Very recently, we were doing a little check-up on exercise breaks. We wanted to know if they could be a good enough aid to lose the bad habits. If there were a link, we'd share it with earnest intentions to help you dispose of the habitual waste with a little push from exercise breaks.
After crawling through the dense web of research materials, our idea gained credence while listening to Dr Andrew Huberman. In his podcast episode, The Science of Making & Breaking Habits, the Stanford University professor explains one important concept that makes habits easy or hard to break - limbic friction.
What is a Limbic Friction?
In his words, limbic friction is a neural gap between the emotional limbic system and the logical cerebral cortex. Whoa, whoa! Wait a second. If your brain just erupted neurons for a brief moment, pardon us. Let’s strip the sentence off of harsh Latin lingo!
In our more liberal view, limbic friction is a gap between your lack of wish to do something and your ability to execute that something. The bigger the limbic friction, or the gap, the harder it would be to build the new habit.

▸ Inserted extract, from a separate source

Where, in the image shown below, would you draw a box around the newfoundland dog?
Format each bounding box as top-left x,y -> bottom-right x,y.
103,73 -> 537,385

The smaller the gap the better on your way you’ll be to build a new one and kick the bad habit.
Translated to everyone’s favorite level of understanding: You want good behavior to be easy to do. The easier and more to your liking, the fewer setbacks there will be in habit tradeoff.
If you tackle your lousy habit with a rigorous exercise routine, you’ll most likely find your work cut out from you. Instead, next time you crave a puff or feel like slouching, engage in a fun exercise break.
It's fun and easy!
Exercise breaks require little to no effort in exchange for a world of fun. At the finish of your 5-min break, you’re guaranteed the thrill, not the agony.